C’è un luogo dentro di me, dove le immagini prendono corpo, dove le singole sequenze, incerte ma ostinate, trovano l’anello di congiunzione che le lega e dà loro rifugio. Dà loro un senso. No: non un senso, tanti sensi, tanti significati, a volte anche contraddittori. Questo luogo è una regione della mia memoria, uno spazio tutto interiore che racchiude un tempo.
L’immagine, la singola immagine, non ha importanza: non dice niente. La singola immagine è priva di contesto: è una enciclopedia senza ordine, senza direzione. L’immagine per assumere un significato deve vivere di relazioni, di connessioni con altre immagini, di conflitti, di lotte e di amori. Non è l’immagine, ma sono le immagini. È questa moltitudine che crea il respiro della rappresentazione, che crea l’immaginario.
Ecco, finisco sempre per parlare di immaginario. È questo l’argomento delle mie parole disordinate. L’immaginario è un’idea che lega, che mette insieme, che rende gruppo le immagini, che elabora e dirige il flusso della rappresentazione. Così le immagini hanno un fine. Hanno un fine, ma non una fine. Almeno di solito è così: se c’è un immaginario, un immaginario forte, le immagini non hanno una fine. Ed è strano, quando le immagini senza fine raccontano la fine di un immaginario.
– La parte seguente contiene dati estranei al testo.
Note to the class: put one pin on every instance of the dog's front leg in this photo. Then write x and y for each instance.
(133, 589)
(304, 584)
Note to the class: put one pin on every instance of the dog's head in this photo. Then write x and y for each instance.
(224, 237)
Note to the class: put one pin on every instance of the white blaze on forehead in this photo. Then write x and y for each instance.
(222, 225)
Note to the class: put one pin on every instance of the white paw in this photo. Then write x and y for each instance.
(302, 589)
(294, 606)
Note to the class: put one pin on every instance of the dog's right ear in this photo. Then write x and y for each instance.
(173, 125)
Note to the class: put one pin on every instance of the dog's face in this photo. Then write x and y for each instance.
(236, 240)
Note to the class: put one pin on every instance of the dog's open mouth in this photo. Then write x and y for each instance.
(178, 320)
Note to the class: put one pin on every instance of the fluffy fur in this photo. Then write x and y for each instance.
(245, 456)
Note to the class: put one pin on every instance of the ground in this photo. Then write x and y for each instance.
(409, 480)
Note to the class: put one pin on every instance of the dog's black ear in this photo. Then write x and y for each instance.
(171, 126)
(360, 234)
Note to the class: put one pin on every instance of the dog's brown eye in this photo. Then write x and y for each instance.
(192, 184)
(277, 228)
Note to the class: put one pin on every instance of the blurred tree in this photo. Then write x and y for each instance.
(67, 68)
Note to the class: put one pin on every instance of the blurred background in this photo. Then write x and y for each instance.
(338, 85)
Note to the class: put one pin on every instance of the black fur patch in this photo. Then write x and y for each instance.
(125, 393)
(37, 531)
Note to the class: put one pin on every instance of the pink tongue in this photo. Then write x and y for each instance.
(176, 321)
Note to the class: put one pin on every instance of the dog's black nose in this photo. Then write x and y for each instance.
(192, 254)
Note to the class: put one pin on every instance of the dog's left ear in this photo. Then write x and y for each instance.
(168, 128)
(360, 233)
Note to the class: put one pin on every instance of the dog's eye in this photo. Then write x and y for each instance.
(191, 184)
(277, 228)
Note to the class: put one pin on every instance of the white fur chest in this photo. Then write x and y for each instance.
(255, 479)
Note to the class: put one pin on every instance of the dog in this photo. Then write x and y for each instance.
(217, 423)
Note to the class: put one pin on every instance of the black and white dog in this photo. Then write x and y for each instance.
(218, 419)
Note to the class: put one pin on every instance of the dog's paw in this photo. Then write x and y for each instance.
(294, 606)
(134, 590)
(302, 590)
È successo questa settimana. Un immaginario si è spento, è imploso su se stesso, crollato per inedia. E per stupidità.
Hanno chiuso l’achab. Per sempre. Chiuso.
Come se fosse un supermercato, come se fosse un negozio che vende cose, oggetti che non vuole più nessuno. Lo hanno chiuso.
La saletta achab, una stanza con quarantacinque poltroncine blu, uno schermo di tre metri per quattro e due casse, ha smesso di funzionare. Ha smesso di raccontare storie, di essere finestra sul mondo.
È la vittoria del pensiero unico, fatalmente. La vittoria di quel compromesso che per interesse personale o per miopia o per idiozia ha decretato la fine di un’idea.
Sì, perché l’achab è un’idea di cinema, un’idea per vedere il cinema, per fare il cinema, per parlare di cinema. Lì dentro abbiamo fatto tutto questo. Lo abbiamo fatto noi, con le nostre parole, la nostra voce, la nostra voglia di metterci in gioco e di confrontarci. All’achab c’è stata l’ultima edizione del festival pollicino, poi per tre anni con Alessandro e Beppe abbiamo fatto osservatorio sud, dove tutte le proposte di espressione audiovisiva trovavano voce. Chi faceva un corto lo mostrava non più soltanto agli amici, ma anche a spettatori smaliziati e critici cinematografici. E scattava il dibattito, per crescere insieme. All’achab è venuto Enrico Ghezzi, a presentare il mezzo è l’aria, è venuto Alberto Grifi a parlare del suo cinema. Trenta ragazzi, per sei mesi, hanno preso parte a due corsi f.s.e.: ed è stata l’esperienza di formazione professionale e artistica più importante nella storia di Catania, per ciò che concernerne il linguaggio audiovisivo. La saletta, con Benedetto e Alessandro è diventata anche un riferimento per gli studenti universitari, che noleggiavano vhs introvabili, per studiare e godere di cinema.
Tutto questo adesso non è più. Perché il reale è razionale e il razionale presto o tardi diventa reale. Diventa pensiero unico. Libertà vigilata delle idee.